Cambiano le tariffe Vodafone in ottemperanza della Legge 172/2017

Aumentano, ma nei fatti no, i costi per rinnovare le offerte Vodafone. E’ questo l’effetto della nuova legge approvata verso la fine dello scorso anno che impone loro di modificare la fatturazione delle offerte da 28 giorni a mensile.
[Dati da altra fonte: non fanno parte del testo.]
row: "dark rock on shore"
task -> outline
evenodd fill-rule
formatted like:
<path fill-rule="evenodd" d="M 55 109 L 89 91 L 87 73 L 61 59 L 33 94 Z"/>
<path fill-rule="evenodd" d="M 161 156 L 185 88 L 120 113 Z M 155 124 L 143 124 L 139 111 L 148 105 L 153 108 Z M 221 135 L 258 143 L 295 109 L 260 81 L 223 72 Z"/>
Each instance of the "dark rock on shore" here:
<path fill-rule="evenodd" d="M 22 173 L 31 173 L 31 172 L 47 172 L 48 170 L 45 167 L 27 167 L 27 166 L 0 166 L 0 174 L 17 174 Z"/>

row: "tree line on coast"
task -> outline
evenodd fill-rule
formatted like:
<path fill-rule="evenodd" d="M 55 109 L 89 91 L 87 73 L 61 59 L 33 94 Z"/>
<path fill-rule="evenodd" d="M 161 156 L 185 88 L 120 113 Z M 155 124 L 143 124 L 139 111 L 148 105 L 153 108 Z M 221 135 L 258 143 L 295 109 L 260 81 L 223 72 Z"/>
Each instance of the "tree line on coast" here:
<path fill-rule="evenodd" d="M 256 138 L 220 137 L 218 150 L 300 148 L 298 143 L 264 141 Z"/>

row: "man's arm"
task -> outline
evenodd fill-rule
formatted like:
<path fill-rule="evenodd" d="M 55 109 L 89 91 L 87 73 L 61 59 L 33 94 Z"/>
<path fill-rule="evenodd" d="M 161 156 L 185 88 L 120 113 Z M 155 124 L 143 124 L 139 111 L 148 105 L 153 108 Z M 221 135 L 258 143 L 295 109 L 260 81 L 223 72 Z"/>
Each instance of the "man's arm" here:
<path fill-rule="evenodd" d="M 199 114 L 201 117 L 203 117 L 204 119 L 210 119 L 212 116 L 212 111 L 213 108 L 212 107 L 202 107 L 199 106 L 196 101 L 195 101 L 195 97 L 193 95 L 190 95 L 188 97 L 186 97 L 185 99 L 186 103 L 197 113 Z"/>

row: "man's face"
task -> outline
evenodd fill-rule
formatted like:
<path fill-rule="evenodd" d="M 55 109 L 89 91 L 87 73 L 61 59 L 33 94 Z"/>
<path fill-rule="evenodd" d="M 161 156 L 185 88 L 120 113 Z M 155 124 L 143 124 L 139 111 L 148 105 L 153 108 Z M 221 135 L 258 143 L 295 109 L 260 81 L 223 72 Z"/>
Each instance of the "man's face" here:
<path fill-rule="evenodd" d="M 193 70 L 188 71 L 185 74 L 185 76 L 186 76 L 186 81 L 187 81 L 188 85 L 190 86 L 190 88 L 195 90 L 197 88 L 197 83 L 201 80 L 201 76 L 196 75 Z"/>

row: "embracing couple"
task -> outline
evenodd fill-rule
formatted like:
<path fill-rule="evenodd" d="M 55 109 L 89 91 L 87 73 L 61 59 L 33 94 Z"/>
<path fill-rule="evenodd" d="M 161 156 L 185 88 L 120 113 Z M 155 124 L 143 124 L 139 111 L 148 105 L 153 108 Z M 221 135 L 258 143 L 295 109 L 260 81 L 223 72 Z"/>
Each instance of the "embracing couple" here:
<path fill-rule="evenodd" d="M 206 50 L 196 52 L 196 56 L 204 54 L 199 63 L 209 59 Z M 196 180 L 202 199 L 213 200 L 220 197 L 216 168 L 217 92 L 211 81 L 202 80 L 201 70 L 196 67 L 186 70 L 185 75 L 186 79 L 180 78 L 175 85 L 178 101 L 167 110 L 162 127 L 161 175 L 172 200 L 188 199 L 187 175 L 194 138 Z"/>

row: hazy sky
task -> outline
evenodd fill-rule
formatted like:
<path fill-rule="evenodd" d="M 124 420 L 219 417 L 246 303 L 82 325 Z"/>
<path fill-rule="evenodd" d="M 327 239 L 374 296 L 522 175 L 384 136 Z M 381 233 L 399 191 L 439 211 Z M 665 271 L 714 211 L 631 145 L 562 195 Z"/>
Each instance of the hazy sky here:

Oggi, dopo l’intervento di altri operatori, è stato il turno di Vodafone, che sta comunicando la cosa ai suoi clienti tramite SMS e tramite un comunicato sul sito.

 
Ai sensi della Legge 172/2017 per i servizi di comunicazione elettronica e reti televisive, dal 25 marzo 2018, i servizi e le eventuali promozioni attive sul tuo numero subiranno una modifica delle condizioni contrattuali e si rinnoveranno mensilmente anziché ogni 4 settimane.
La spesa complessiva annuale non cambia. 
Il numero dei rinnovi mensili della tua offerta si riduce da 13 a 12 e di conseguenza l’importo di ciascun rinnovo aumenterà dell’8,6%. Per avere maggiori informazioni puoi contattare il 42590.
Tutti i clienti interessati da modifiche di costo di rinnovo riceveranno un SMS informativo e potranno recedere dai servizi Vodafone o passare ad altro operatore senza penali entro 30 giorni dalla ricezione dell’SMS, specificando come causale del recesso “modifica delle condizioni contrattuali”. 
Vodafone si adeguerà alle nuove regole dal 28 marzo 2018, del resto non può fare diversamente, modificando la fatturazione delle offerte da 28 giorni a mensile ma aumenterà il costo dei rinnovi dell’8,6%.
Ciò significa che, a conti fatti, il costo annuale (12 mesi) delle offerte sarà il medesimo, pertanto i clienti pagheranno alla fine sempre la stessa cifra: sì, si troveranno a pagare un rinnovo in meno ma ogni rinnovo avrà un costo maggiore dell’8,6%, per cui, come specifica Vodafone, “La spesa complessiva annuale non cambia.
I clienti però avranno la possibilità di recedere dal contratto e passare a un altro operatore, semmai anche con offerte più interessanti.